Malware Detection using Collective Classification
Last Updated: December 15, 2025
This is a project focused on detecting malicious code regions within binary files using a graph-based collective classification approach, aiming to provide a more granular insight than traditional file-level malware detection.
Code: https://github.com/minlu21/collective-classification-malware-detection.git
Project Overview and Motivation
Traditional malware detectors often perform only file-level binary classification to determine if an entire binary is malicious or not. However, techniques like obfuscation can hide local malicious semantics, making file-level detection less effective.
To address this challenge, the primary goal of this project was to detect malicious code regions at a fine-grained level using control-flow graphs or program-dependence graphs.

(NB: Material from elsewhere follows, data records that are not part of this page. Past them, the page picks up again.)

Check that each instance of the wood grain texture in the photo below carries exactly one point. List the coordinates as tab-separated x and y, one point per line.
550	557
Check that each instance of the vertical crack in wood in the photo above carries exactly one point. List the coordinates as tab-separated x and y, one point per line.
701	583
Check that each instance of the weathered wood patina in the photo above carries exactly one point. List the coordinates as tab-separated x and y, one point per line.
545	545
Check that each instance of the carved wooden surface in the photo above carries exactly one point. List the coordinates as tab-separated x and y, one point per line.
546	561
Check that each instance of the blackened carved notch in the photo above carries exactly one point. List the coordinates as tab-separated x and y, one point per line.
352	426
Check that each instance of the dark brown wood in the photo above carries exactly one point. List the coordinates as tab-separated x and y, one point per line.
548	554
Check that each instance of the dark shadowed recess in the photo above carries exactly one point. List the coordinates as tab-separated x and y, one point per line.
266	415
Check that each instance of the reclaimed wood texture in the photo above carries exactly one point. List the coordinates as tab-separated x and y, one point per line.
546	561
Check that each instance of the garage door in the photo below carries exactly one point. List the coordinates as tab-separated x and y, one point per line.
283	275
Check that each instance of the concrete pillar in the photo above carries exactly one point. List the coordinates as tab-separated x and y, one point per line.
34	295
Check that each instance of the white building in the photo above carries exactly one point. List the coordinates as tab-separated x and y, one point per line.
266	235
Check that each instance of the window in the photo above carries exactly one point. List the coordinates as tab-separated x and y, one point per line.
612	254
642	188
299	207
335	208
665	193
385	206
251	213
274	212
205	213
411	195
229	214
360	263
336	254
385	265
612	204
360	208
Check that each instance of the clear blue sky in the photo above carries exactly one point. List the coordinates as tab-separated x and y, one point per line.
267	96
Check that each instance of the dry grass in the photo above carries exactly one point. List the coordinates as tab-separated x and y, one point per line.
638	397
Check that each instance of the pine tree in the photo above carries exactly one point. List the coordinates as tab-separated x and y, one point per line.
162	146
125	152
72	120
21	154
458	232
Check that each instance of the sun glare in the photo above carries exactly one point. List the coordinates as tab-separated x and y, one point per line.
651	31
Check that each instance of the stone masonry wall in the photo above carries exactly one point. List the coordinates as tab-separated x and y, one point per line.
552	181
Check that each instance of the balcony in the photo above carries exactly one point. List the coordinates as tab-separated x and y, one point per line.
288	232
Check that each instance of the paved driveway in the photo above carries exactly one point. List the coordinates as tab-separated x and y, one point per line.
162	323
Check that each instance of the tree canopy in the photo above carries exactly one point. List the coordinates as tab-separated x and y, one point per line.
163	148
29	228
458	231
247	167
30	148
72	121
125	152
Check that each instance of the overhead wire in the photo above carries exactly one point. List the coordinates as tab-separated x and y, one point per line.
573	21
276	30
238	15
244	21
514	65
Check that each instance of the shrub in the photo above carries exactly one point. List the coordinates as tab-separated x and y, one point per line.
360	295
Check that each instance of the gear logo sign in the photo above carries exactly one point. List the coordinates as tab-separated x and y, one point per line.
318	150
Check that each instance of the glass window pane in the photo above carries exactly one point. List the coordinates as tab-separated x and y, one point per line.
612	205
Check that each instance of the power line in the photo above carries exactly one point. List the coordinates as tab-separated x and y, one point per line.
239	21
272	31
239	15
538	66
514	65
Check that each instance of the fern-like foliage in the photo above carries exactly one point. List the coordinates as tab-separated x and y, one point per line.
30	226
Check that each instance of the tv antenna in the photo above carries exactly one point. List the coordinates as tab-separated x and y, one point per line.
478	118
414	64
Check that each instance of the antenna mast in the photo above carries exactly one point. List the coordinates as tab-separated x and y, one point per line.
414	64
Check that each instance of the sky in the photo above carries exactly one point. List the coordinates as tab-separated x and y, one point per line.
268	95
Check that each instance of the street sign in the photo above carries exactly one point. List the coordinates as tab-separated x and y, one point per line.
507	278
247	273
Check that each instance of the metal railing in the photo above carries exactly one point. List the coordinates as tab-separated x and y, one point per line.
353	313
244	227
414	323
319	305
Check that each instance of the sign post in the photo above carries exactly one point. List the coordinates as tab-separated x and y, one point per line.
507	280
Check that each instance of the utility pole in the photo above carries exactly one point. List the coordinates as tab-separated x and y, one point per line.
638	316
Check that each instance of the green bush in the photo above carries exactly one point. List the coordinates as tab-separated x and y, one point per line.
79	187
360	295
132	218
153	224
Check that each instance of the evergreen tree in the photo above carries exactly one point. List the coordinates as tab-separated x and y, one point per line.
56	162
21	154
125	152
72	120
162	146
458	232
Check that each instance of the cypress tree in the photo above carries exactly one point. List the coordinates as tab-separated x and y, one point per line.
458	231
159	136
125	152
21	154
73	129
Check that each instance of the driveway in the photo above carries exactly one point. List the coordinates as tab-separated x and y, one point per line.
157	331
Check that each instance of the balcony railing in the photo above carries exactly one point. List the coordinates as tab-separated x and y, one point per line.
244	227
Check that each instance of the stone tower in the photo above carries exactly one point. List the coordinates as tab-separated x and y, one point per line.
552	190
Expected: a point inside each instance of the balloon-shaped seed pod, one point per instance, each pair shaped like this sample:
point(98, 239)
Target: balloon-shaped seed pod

To do so, I utilize graph-based analysis through collective classification instead of relying on Graph Neural Networks (GNNs).
Why not GNNs? Collective classification offers several advantages over GNNs for this task, including:
- Simplicity and Interpretability.
- Low Computational Cost/Scalability.
- Explicit Handling of Edge Trust/Weight, resulting in more interpretable results.

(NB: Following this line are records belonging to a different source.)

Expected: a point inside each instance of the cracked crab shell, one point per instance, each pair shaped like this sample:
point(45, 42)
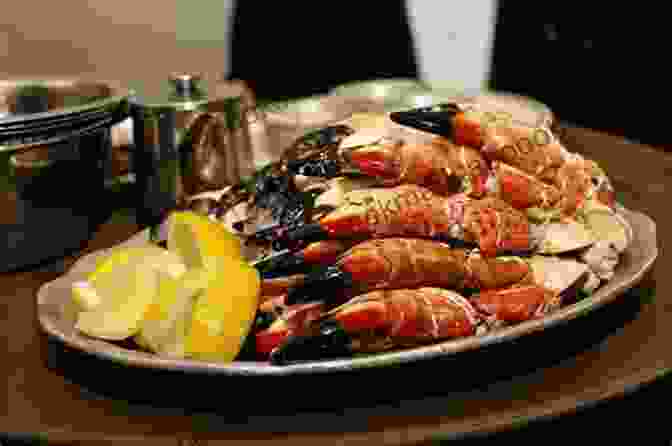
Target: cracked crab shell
point(555, 273)
point(561, 237)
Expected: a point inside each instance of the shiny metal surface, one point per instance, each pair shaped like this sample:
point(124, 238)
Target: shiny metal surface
point(58, 98)
point(54, 149)
point(191, 134)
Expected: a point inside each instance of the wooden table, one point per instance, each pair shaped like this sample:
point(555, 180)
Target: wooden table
point(51, 392)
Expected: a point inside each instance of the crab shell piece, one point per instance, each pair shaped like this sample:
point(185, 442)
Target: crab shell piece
point(557, 274)
point(562, 237)
point(609, 226)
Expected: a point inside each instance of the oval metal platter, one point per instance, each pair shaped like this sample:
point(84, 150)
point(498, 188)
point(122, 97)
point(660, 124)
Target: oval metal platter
point(56, 314)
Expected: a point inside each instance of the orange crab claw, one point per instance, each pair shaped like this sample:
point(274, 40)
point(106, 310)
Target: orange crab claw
point(467, 132)
point(359, 316)
point(377, 161)
point(271, 337)
point(513, 304)
point(345, 222)
point(295, 321)
point(523, 191)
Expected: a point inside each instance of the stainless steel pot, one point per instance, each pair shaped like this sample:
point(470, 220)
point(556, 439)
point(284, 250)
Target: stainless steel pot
point(54, 147)
point(190, 134)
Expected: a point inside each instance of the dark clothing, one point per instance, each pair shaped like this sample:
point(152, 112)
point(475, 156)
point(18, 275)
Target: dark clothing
point(291, 49)
point(595, 66)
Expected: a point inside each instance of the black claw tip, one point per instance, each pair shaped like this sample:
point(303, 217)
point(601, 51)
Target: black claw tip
point(436, 119)
point(322, 285)
point(331, 341)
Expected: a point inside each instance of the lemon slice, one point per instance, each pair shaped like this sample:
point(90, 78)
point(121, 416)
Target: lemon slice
point(114, 297)
point(224, 311)
point(85, 296)
point(122, 309)
point(168, 318)
point(198, 240)
point(365, 120)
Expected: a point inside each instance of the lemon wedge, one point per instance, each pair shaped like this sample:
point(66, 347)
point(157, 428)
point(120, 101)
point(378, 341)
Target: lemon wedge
point(198, 240)
point(114, 297)
point(224, 311)
point(368, 120)
point(609, 226)
point(167, 320)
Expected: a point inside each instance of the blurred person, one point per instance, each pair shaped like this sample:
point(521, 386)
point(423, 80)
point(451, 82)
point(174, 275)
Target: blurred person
point(287, 50)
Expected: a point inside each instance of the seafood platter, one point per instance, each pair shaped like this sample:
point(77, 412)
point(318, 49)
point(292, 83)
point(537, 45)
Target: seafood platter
point(381, 239)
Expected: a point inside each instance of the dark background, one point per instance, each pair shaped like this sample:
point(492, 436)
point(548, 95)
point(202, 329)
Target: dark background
point(599, 65)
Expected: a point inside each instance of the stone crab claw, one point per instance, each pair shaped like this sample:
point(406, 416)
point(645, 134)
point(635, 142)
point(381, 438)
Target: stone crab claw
point(562, 236)
point(381, 320)
point(393, 263)
point(448, 120)
point(515, 304)
point(294, 321)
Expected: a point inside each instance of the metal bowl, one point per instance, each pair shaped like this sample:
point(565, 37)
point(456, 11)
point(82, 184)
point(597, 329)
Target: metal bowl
point(55, 147)
point(28, 102)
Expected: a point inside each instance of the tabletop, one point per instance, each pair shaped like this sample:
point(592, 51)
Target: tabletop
point(619, 355)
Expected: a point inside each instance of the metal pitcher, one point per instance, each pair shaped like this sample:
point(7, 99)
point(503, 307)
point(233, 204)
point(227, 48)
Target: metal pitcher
point(193, 137)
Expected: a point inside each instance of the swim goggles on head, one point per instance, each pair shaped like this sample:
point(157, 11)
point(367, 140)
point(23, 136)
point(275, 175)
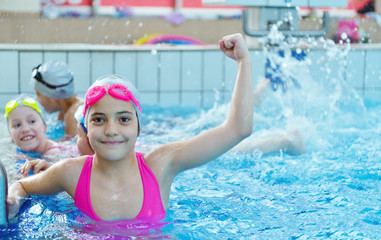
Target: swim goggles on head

The solution of this project is implemented in a two pass approach:
- We identify initial malicious regions using some algorithm. The starting malicious regions in this case are all basic blocks, as basic blocks are the fundamental units of our control-flow graph/program-dependence graph analysis.

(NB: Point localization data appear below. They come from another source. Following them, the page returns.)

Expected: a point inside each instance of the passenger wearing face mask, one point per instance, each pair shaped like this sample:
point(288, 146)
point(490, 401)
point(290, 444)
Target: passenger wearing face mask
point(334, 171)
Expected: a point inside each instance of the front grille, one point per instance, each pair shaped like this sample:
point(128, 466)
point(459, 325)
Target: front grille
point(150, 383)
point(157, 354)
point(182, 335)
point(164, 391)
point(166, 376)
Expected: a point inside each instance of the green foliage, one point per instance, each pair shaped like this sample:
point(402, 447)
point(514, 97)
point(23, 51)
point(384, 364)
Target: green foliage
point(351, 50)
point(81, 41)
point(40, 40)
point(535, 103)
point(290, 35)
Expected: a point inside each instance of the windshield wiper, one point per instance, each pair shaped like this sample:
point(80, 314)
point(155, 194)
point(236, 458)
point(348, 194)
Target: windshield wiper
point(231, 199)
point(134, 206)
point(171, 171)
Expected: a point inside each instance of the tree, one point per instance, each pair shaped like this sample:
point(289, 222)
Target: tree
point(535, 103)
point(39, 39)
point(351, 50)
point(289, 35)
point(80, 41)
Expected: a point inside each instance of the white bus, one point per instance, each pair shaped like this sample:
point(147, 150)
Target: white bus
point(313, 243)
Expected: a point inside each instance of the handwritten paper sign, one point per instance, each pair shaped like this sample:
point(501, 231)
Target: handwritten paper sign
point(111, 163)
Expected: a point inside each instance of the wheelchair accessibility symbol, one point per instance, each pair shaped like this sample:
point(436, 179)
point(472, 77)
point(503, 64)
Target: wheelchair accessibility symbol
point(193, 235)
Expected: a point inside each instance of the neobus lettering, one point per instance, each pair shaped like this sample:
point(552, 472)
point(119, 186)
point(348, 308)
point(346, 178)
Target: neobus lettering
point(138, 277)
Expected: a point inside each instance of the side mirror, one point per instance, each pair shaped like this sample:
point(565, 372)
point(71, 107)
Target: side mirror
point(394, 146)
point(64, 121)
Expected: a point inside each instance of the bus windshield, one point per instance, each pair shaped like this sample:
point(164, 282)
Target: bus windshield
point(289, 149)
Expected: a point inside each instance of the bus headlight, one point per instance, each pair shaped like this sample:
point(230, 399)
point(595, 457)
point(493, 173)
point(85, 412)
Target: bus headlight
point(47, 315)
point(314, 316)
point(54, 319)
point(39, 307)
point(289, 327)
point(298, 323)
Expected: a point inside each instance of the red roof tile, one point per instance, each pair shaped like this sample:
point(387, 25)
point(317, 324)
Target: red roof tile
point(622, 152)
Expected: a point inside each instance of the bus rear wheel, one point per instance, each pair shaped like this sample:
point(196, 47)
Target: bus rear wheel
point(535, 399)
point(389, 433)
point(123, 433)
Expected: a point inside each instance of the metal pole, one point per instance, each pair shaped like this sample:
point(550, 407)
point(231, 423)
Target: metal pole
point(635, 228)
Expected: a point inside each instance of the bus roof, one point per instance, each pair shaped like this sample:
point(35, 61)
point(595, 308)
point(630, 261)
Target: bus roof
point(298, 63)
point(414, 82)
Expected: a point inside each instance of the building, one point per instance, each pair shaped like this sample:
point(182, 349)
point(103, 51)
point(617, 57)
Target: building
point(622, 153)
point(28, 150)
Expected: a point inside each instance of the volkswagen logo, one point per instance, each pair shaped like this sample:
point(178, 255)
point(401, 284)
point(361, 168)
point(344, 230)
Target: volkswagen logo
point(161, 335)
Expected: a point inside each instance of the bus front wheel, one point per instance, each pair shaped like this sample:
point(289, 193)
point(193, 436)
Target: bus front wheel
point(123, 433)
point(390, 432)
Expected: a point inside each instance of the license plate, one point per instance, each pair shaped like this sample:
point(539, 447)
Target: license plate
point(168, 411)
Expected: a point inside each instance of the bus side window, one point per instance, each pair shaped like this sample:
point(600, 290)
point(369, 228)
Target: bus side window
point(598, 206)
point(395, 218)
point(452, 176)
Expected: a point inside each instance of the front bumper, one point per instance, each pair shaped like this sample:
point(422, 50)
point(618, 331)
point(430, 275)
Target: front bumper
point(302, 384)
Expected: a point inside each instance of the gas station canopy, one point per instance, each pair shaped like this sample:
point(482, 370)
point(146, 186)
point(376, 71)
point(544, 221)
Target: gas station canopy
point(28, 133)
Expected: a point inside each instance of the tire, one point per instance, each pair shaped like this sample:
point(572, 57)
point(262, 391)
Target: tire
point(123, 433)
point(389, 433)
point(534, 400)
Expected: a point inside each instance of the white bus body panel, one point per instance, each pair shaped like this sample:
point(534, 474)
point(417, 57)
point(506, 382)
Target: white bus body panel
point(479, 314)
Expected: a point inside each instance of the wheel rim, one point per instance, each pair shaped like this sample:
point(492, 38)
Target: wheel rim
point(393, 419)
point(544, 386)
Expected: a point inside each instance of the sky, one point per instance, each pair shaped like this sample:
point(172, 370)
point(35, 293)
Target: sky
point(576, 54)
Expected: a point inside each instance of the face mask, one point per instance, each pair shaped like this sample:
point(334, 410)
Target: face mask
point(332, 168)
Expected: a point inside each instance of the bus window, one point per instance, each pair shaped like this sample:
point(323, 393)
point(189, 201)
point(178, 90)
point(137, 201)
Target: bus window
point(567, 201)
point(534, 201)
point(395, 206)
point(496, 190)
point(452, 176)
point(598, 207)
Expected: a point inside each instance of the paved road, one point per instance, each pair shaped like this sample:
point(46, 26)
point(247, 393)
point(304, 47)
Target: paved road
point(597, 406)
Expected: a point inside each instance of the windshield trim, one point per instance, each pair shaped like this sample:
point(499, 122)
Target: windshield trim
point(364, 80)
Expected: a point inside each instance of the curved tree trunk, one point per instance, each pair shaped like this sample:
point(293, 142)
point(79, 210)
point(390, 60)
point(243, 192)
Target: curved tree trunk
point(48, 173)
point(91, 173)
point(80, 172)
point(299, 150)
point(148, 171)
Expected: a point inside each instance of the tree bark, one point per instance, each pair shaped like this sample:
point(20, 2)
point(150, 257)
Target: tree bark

- Using the initial identified basic blocks, we run a reputation propagation algorithm on the control-flow graph/program-dependence graph, enabling us to highlight further potentially relevant malicious regions.
Technologies
- ML Related: scikit-learn, PyTorch, SentenceTransformers, Huggingface
- General Binary/Graph Analysis: IDAPro, networkx
- Data Analysis: Matplotlib, seaborn
Implementation Overview
-
Dataset Construction and Preprocessing
- Dataset: 66 malicious PE binaries (from MalwareZoo) and 30 benign PE binaries (from Scoop) were used.
- Graph Creation: Headless IDAPro was used to construct Control Flow Graphs (CFGs), which were then converted to Program Dependence Graphs (PDGs).
- Code Embedding: A BERT-Base model was finetuned for one epoch using the SimCSE loss (Multiple Negatives Ranking Loss) on the assembly code contained in the basic blocks. This unsupervised process ensures that similar code segments have nearby embeddings.
-
Identifying Initial Suspicious Regions To identify the initial suspicious basic blocks, unsupervised anomaly detection was used. This is because we do not have a labelled training dataset (where each basic block were identified as malicious or not).
- Method 1 (Isolation Forest, aka IsoForest): This method leverages the fact that outliers (anomalies) are few and structurally different from normal instances. Anomalies are detected based on a short average path length from the root of a specialized random decision tree (iTree) to the terminal node. This is because normal data, being clustered, requires deeper cuts and thus has a long average path, while the opposite is true for anomalous data. The model was fitted using code samples from both benign and malicious binaries and ultimately basic blocks from both benign and malicious binaries may potentially be identified as anomalous (hence potentially malicious). However, ablation studies conducted at the end do show that basic blocks from malicious binaries are more frequently identified as anomalous.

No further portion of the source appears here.